Светлый фон

Именно такие «части разных тел, причастные друг к другу по внутренней необходимости», видит Антуан в нерукотворном произведении, возникшем из порванной афиши.

Разумеется, подобное видение доступно не только художнику в буквальном смысле слова, но и любому человеку, который, так сказать, является «художником в душе». (И художественно может восприниматься не только то, что возникает перед глазами, но и то, что с человеком происходит, – сюжет его судьбы, кино его жизни.)

Заглянем теперь в роман Толстого «Война и мир» (1869), в котором резкое разделение восприятия действительности на тошнотворное и художественное отражает само его название. «Война» – это распадение связей между вещами, «мир» же – состояние вещей после того, как «само собой возникло новое единство». (Как сказал Экклесиаст: «Время раздирать, и время сшивать; <…> время войне, и время миру».)

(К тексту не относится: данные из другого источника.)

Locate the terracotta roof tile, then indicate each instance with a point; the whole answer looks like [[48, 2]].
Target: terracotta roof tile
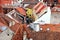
[[21, 11]]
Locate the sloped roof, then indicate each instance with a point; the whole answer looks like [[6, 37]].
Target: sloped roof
[[21, 11], [39, 7]]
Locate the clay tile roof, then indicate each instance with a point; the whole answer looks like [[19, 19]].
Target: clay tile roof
[[21, 11], [39, 7]]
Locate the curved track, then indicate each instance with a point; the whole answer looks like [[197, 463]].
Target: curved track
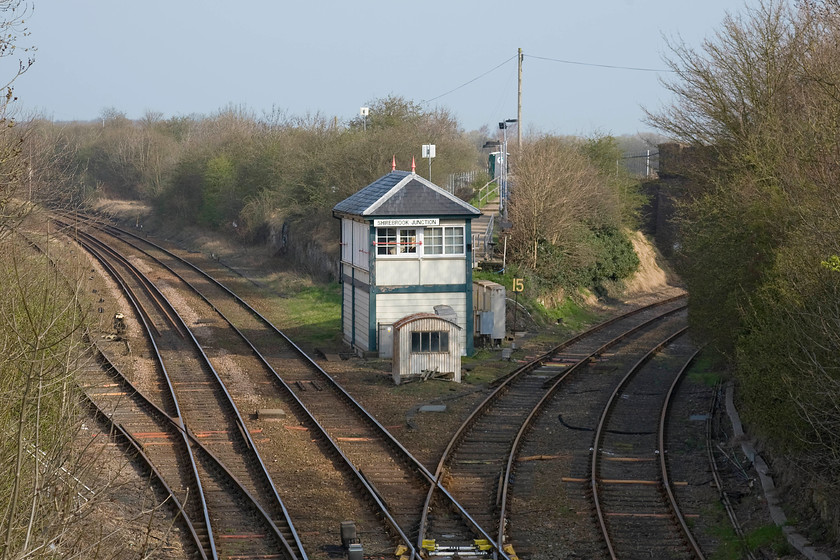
[[477, 463], [195, 396], [392, 477]]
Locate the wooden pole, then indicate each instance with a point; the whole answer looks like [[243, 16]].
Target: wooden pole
[[519, 106]]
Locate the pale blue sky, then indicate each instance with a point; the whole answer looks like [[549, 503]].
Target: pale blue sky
[[180, 57]]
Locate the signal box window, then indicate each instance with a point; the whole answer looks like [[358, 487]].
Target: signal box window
[[428, 342]]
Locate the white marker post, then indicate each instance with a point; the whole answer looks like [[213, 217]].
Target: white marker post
[[429, 152]]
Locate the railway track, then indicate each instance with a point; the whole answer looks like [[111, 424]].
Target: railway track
[[194, 396], [222, 518], [476, 465], [478, 494], [393, 479], [629, 484]]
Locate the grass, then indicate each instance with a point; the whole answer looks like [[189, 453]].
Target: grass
[[771, 537], [705, 369], [313, 313]]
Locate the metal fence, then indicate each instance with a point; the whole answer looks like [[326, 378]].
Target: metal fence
[[462, 179], [641, 164]]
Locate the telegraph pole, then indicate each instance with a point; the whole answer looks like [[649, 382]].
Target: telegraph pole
[[519, 106]]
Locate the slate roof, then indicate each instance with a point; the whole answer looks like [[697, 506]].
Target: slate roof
[[402, 193]]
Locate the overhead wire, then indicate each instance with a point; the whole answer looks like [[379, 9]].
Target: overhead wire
[[610, 66], [469, 82], [559, 60]]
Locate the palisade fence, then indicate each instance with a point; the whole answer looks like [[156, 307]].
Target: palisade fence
[[462, 179], [641, 164]]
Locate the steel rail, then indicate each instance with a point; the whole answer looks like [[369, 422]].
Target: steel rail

Вот распад связей между вещами (предметами и явлениями):

«“Так это должно быть! – думал князь Андрей, выезжая из аллеи лысогорского дома. – Она, жалкое невинное существо, остается на съедение выжившему из ума старику. Старик чувствует, что виноват, но не может изменить себя. Мальчик мой растет и радуется жизни, в которой он будет таким же, как и все, обманутым или обманывающим. Я еду в армию, зачем? – сам не знаю, и желаю встретить того человека, которого презираю, для того чтобы дать ему случай убить меня и посмеяться надо мной!” И прежде были все те же условия жизни, но прежде они все вязались между собой, а теперь все рассыпалось. Одни бессмысленные явления, без всякой связи, одно за другим представлялись князю Андрею». «И с высоты этого представления все, что прежде мучило и занимало его, вдруг осветилось холодным белым светом, без теней, без перспективы, без различий очертаний [271]. Вся жизнь представилась ему волшебным фонарем, в который он долго смотрел сквозь стекло и при искусственном освещении. Теперь он увидал вдруг, без стекла, при ярком дневном свете, эти дурно намалеванные картины. “Да, да, вот они, те волновавшие и восхищавшие и мучившие меня ложные образы, – говорил он себе, перебирая в своем воображении главные картины своего волшебного фонаря жизни, глядя теперь на них при этом холодном белом свете дня[272] – ясной мысли о смерти. – Вот они, эти грубо намалеванные фигуры, которые представлялись чем-то прекрасным и таинственным. Слава, общественное благо, любовь к женщине, самое отечество – как велики казались мне эти картины, какого глубокого смысла казались они исполненными! И все это так просто, бледно и грубо при холодном белом свете того утра, которое, я чувствую, поднимается для меня”».